To commemorate the finds, NASA released a new interactive all-sky map allowing users to see the 100 dead stars using the Fermi telescope’s gamma-ray view. The map, which requires Flash, is viewable here.

All of the 100 pulsars were found because they emit gamma rays, the form of electromagnetic radiation with the highest-energy level, 100,000 times more powerful than visible light.

A pulsar is formed when a giant star four to eight times the size of Earth’s Sun runs out of its nuclear fuel and goes supernova, collapsing in on itself to form an object about the size of Manhattan with a density in the order of billions of tons per inch.

As such, they’re the closest thing to a black hole that scientists can observe directly. (Black holes can’t be seen directly because they suck up all visible light, scientists have to rely on nearby material getting sucked in to see them).

Located 26,000 light years away in the direction of the constellation Sagittarius (close to the Milky Way’s center), the youngest millisecond pulsar, the decidedly unappealingly-named J1823-3021A, is a one of a special class of dead stars with an incredibly fast rotation.

This pulsar spins at 11,000 rotations per minute, causing it to spit off gamma rays and other radiation in installments of 183.8 pulses ever second, a rotation period of 5.44 milliseconds. Millisecond pulsars are those with rotation periods under 25 milliseconds.

The newly-discovered young millisecond pulsar is thought to be less than 25 million years old, while other millisecond pulsars generally tend to be “in the order of billions of years old,” according to Freire.

“It’s amazing that all of the gamma rays we see from this cluster are coming from a single object,” Friere said in a statement published online. “It must have formed recently based on how rapidly it’s emitting energy. It’s a bit like finding a screaming baby in a quiet retirement home.”

By comparison, none of the other nine pulsars discovered in other clusters are millisecond pulsars, with slow pulse rates between 3 pulses per second and 12 pulses per second. They’re also even younger than the baby millisecond star, between 200,000 and 3.1 million years sold.

Scientists think millisecond pulsars achieve their high rotation speeds and pulse rates because they are one half of binary star systems, that is, each millisecond pulsar is only found next to another, normal star that is still “alive,” one that hasn’t gone supernova yet.
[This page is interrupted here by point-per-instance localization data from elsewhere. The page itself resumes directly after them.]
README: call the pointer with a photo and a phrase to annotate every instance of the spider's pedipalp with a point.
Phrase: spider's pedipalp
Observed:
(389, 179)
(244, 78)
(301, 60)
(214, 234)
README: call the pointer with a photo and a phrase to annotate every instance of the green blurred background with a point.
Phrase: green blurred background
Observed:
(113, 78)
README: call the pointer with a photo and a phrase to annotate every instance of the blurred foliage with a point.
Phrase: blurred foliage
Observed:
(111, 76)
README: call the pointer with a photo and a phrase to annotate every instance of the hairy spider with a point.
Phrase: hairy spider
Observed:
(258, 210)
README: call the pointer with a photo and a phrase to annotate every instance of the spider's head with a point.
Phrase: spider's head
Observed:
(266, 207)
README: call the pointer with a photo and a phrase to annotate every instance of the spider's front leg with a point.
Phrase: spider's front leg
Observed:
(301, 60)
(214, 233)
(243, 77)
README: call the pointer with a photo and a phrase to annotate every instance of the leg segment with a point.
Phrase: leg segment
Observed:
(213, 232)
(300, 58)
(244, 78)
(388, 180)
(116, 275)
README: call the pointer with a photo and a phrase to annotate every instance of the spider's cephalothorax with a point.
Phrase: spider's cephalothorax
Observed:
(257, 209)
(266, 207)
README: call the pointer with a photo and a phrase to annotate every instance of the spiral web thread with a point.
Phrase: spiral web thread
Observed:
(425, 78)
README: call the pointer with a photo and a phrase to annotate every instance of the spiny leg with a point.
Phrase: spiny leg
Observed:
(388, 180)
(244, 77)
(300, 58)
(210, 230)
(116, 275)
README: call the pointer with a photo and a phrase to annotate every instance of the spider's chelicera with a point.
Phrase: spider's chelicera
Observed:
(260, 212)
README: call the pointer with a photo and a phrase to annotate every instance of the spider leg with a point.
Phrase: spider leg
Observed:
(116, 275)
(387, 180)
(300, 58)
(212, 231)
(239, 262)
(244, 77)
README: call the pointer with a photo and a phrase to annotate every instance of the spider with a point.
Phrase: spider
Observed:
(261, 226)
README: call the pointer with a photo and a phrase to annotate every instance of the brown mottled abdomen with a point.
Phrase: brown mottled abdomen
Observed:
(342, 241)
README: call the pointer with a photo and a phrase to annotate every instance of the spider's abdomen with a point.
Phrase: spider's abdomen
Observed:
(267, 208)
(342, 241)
The gravity fields of the two stars overlap and the normal star is able to “feed” the dead millisecond star with currents of gravitationally transferred gas.

The new baby pulsar is described in a paper published in the November 3 issue of the journal Science (paywall). It’s also shown-off in a new simulation video from NASA here:



In addition, scientists also published a paper in the Astrophysical Journal the discovery of the other nine pulsars located throughout the universe. These were even more difficult to find than the young millisecond pulsar because they were so faint, with Fermi only detecting one gamma ray for every 100,000 rotations of some of them. Only one of them emitted radio waves picked up on Earth.
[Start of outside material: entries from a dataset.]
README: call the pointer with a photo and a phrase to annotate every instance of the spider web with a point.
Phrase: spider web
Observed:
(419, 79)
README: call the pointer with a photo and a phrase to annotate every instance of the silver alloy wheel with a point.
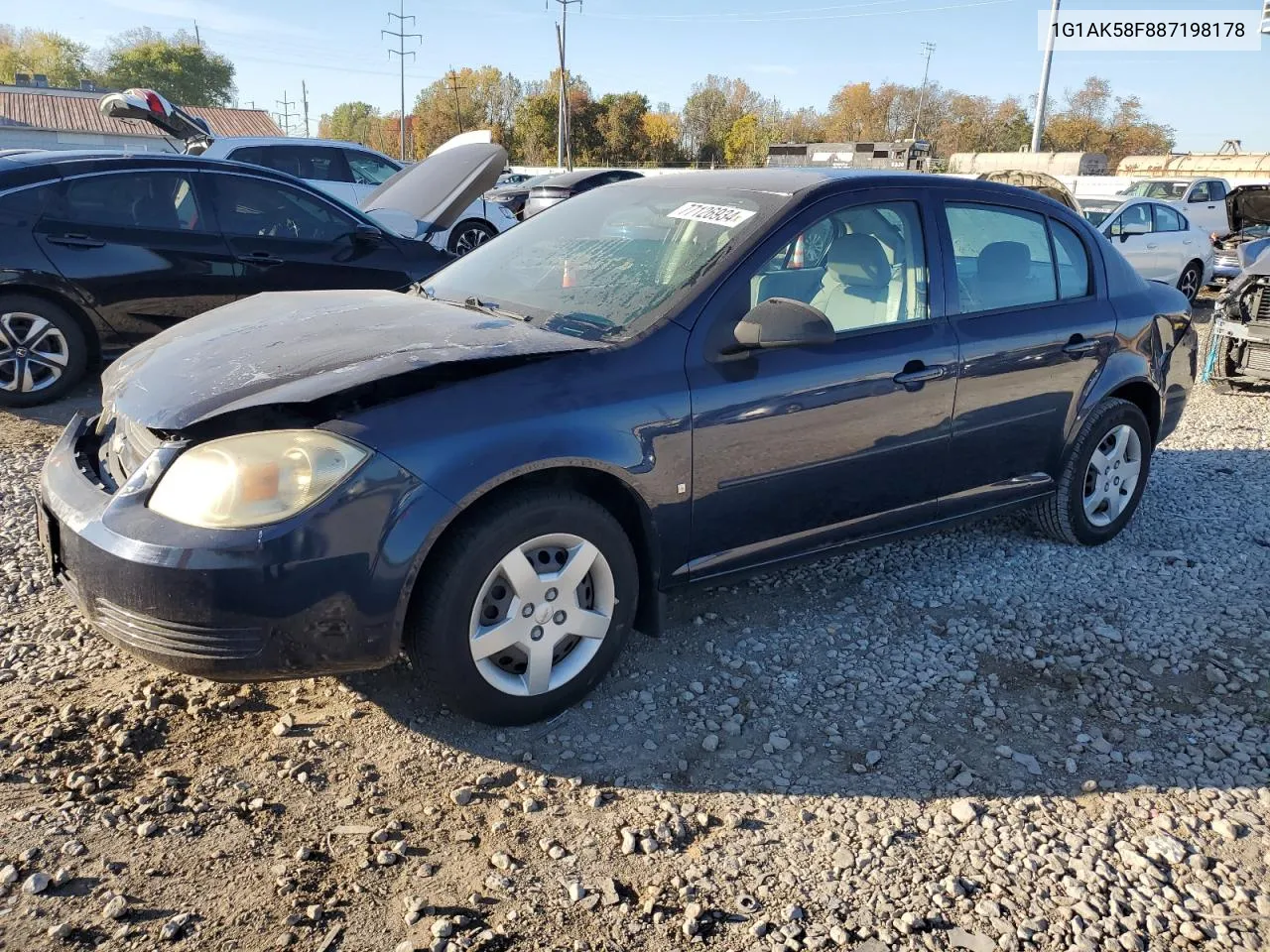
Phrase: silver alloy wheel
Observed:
(33, 353)
(543, 615)
(1112, 475)
(1189, 284)
(471, 236)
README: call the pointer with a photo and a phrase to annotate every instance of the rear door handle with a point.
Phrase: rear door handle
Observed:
(75, 240)
(1079, 347)
(262, 258)
(921, 375)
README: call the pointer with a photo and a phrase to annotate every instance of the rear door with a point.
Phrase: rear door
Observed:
(1034, 329)
(290, 239)
(144, 244)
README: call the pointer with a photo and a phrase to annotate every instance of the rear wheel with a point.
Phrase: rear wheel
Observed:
(526, 608)
(1102, 477)
(468, 235)
(44, 350)
(1191, 280)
Before the telescope was launched in 2008, NASA knew of other pulsars, but only thought seven of them emitted gamma rays. At the time, NASA used radio telescopes to try and locate pulsars, with some initial success, as pulsars also emit radio waves.
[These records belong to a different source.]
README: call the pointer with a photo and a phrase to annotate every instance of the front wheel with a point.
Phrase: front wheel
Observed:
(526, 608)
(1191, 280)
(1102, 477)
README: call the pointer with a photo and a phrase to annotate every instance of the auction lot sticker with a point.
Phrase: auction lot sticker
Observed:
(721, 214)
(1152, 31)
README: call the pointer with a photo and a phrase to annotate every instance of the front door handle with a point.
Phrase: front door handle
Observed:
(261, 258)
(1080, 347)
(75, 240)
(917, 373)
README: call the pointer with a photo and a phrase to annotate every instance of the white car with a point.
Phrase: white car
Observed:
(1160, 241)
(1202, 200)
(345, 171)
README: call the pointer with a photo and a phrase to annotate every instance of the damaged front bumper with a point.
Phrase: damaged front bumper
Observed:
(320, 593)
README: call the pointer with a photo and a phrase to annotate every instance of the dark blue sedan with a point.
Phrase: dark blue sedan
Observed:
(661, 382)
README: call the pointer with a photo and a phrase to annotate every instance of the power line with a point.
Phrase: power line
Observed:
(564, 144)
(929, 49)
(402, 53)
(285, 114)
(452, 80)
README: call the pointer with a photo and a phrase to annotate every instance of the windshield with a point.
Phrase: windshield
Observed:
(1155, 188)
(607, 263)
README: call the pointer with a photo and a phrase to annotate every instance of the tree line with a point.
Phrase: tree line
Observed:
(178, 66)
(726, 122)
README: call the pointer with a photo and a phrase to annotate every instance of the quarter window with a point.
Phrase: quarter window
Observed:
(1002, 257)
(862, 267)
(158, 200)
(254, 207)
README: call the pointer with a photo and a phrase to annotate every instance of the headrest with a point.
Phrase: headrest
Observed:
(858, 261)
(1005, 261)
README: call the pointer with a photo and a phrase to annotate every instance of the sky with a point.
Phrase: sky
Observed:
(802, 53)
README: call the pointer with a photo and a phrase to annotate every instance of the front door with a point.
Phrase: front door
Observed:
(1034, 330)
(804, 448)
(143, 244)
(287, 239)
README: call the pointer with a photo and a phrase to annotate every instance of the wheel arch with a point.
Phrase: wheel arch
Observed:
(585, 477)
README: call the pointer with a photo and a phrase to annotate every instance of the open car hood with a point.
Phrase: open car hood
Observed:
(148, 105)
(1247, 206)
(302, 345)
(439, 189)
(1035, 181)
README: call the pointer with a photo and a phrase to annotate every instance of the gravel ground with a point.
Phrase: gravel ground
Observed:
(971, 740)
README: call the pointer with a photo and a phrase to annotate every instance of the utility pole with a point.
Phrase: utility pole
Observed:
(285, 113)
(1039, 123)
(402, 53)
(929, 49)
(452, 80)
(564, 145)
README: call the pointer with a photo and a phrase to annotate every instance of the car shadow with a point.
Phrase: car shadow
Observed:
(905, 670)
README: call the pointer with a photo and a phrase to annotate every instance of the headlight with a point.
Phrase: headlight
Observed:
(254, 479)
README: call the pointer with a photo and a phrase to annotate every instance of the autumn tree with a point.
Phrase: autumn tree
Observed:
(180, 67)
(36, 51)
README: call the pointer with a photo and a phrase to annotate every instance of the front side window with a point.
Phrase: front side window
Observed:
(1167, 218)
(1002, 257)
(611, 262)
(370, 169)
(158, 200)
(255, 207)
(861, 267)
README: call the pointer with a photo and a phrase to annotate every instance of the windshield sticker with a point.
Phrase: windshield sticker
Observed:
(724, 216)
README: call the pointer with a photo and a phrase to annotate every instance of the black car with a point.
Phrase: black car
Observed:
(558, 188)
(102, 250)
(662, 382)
But Fermi was a huge boost because radio waves represent only a few parts per million of a pulsar’s total power, whereas gamma rays account for 10 percent or more, making a gamma ray telescope more suited to the task, as NASA explained back in 2009, when Fermi data uncovered 12 new pulsars.

NASA notes that some other pulsars Fermi has discovered in its three years of surveying with Fermi spin even faster than the young new one, upwards of 43,000 revolutions per minute. See them all here.

Correction: This article originally referred to the pulsar as the “youngest pulsar yet discovered.” In fact, it is only the youngest millisecond pulsar yet discovered, as a reader notified TPM. The article has since been corrected. We regret the error.